Grafton and I were the only two left in the room. I decided to brace him. “How long are we going to hide here?”

He looked at me with two raised eyebrows. “Are you getting impatient?”

“Yes, sir.”

He nodded, readjusted his fanny without wincing, and sipped at a cup of cold coffee that rested on the stand beside him. After all his years in the navy, it seemed that he was impervious to caffeine.

“The whole country is going to hell,” I said, “and I feel like a tit on a boar sitting around here. I’m ready to shoot somebody.”

“I thought you did that earlier today.”

“It wasn’t enough. I want to shoot some of those Soetoro sons of bitches, the assholes who decided to rule America and everyone in it. I want to kill those bastards for what they did to my country.”

He grunted.

“We can’t just sit here! What about your wife? Your daughter and her husband? What about America?”

He smiled at me, which drove my blood pressure up another ten points. “Tommy, there is a time for everything. This pot has to simmer before the country is ready to throw Soetoro out. We’re almost there, I suspect, but not quite. Another day or two, then we’ll hit the road. We’ll have lots of help.”

“Oh,” I said, less than enthusiastically. “And where the hell are we going?” I wanted to be sure the old fart had a plan.

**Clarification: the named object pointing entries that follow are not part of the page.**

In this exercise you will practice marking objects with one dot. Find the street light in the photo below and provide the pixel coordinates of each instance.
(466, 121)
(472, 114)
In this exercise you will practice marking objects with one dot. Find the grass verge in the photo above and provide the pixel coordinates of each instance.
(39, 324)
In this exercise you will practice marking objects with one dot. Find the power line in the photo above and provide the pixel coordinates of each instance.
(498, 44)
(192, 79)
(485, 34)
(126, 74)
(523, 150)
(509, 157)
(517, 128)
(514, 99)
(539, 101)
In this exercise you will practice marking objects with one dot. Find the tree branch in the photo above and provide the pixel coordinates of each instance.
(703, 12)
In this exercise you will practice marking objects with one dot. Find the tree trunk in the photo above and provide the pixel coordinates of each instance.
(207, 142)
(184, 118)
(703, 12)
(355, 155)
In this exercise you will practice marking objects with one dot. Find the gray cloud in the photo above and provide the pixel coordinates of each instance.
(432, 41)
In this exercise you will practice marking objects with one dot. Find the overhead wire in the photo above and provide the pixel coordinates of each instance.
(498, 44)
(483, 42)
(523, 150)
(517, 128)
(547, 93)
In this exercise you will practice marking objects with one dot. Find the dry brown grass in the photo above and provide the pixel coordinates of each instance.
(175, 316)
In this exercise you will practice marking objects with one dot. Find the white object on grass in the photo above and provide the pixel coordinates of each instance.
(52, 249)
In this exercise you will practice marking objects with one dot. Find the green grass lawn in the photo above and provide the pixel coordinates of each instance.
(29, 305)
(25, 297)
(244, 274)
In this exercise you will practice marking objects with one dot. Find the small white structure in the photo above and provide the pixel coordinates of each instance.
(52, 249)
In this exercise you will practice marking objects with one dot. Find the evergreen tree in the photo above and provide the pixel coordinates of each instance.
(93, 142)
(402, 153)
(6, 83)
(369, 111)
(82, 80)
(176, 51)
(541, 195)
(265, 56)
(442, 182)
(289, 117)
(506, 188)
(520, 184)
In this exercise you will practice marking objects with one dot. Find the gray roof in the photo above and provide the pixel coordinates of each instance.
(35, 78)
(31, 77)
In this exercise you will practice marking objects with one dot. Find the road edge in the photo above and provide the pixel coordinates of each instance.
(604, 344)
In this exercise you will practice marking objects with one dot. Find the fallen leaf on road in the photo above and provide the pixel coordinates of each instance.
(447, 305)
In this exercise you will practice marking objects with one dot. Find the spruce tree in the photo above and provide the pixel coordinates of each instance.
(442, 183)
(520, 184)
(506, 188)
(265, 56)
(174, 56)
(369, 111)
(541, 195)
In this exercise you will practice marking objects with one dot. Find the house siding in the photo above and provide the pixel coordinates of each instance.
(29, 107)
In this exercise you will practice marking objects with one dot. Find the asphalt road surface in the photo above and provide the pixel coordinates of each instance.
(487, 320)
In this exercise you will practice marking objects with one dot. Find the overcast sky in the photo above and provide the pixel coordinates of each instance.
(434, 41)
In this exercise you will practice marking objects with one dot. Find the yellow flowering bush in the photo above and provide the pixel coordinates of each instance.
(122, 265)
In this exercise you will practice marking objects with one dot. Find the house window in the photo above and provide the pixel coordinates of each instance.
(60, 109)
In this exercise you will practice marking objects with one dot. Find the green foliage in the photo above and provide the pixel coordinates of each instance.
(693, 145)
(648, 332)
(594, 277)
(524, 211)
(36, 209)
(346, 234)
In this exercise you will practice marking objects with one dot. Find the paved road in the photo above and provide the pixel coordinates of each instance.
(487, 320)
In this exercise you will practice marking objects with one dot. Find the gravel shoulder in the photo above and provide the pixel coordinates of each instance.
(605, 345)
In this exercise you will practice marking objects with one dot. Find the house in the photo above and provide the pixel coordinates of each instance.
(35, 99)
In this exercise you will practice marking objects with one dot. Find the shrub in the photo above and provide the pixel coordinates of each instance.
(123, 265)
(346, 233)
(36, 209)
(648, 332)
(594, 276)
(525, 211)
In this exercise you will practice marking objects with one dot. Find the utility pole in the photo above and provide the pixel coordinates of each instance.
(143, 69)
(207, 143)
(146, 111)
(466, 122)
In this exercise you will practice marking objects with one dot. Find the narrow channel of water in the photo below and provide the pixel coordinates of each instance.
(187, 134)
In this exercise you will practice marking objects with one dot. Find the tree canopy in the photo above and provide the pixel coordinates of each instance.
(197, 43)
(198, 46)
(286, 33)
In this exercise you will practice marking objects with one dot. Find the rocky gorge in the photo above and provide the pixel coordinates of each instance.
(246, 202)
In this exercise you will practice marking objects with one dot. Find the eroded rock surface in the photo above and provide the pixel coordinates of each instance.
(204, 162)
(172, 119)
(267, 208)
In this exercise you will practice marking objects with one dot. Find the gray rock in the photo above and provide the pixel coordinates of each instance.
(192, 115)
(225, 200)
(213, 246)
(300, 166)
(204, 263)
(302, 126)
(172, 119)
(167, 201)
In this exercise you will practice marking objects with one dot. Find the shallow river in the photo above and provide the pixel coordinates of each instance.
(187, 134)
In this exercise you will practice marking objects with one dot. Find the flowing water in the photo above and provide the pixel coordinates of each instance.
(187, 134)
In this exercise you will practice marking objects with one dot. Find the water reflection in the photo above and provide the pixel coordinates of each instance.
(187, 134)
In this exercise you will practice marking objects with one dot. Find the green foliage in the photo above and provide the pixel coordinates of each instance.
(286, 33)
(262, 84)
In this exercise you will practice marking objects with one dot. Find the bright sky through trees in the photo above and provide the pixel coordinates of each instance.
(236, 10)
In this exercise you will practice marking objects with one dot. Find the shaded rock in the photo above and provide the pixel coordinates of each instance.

“Why, to Washington of course.”

“And this help? Like who?”

“We’ll pick them up on the way.”

“You hope!”

Grafton looked at me askance. “You don’t really believe in the American people, do you?”

“I’ve killed too many of ’em.” He didn’t say anything, so I added, “They voted for Soetoro twice. They’ve sat on their collective thumbs watching the bastard pervert the Constitution, lie like a dog, and poison race relations, and they haven’t done anything about it other than elect some gutless Republicans who refuse to stand up to Soetoro. The American people don’t seem to give a damn about their country or the future that their kids are going to have to live in. Americans just don’t care anymore. Naw, I don’t think much of the American people. I wish I’d gotten out years ago.”

When I wound down he cocked his head and looked me in the eyes as he said, “These are the descendants of the people who hacked out homes in the wilderness. They fought Indians, the British, the Mexicans, and each other. Over a half million Americans died in the Civil War. They peopled a continent and built a nation. They helped win two wars in Europe and defeated Japan. They fought in Vietnam to help a poor people resist communism. They’ve done their best to fight terrorism and help people in the third world get a leg up. You grossly underestimate them.

“True, they voted for Soetoro, and a lot of them did it because they naively thought Soetoro would be good for race relations in America, and they thought that was a larger good. This race thing…,” he shook his head, “… people want America to include everybody. Martin Luther King left a huge legacy, and America wants his vision, wants an American to be judged by his character rather than the color of his skin. That is the society we want to live in, but we’re not there yet. Our first black president got into office not because of his character or his politics, but because he’s half-black — or in the parlance of today, black. He gets away with pissing on the Constitution because he’s black. He gets away with lying because he’s black. He gets away with poisoning race relations because he’s black. Even the liberals on the Supreme Court have given him pass after pass.”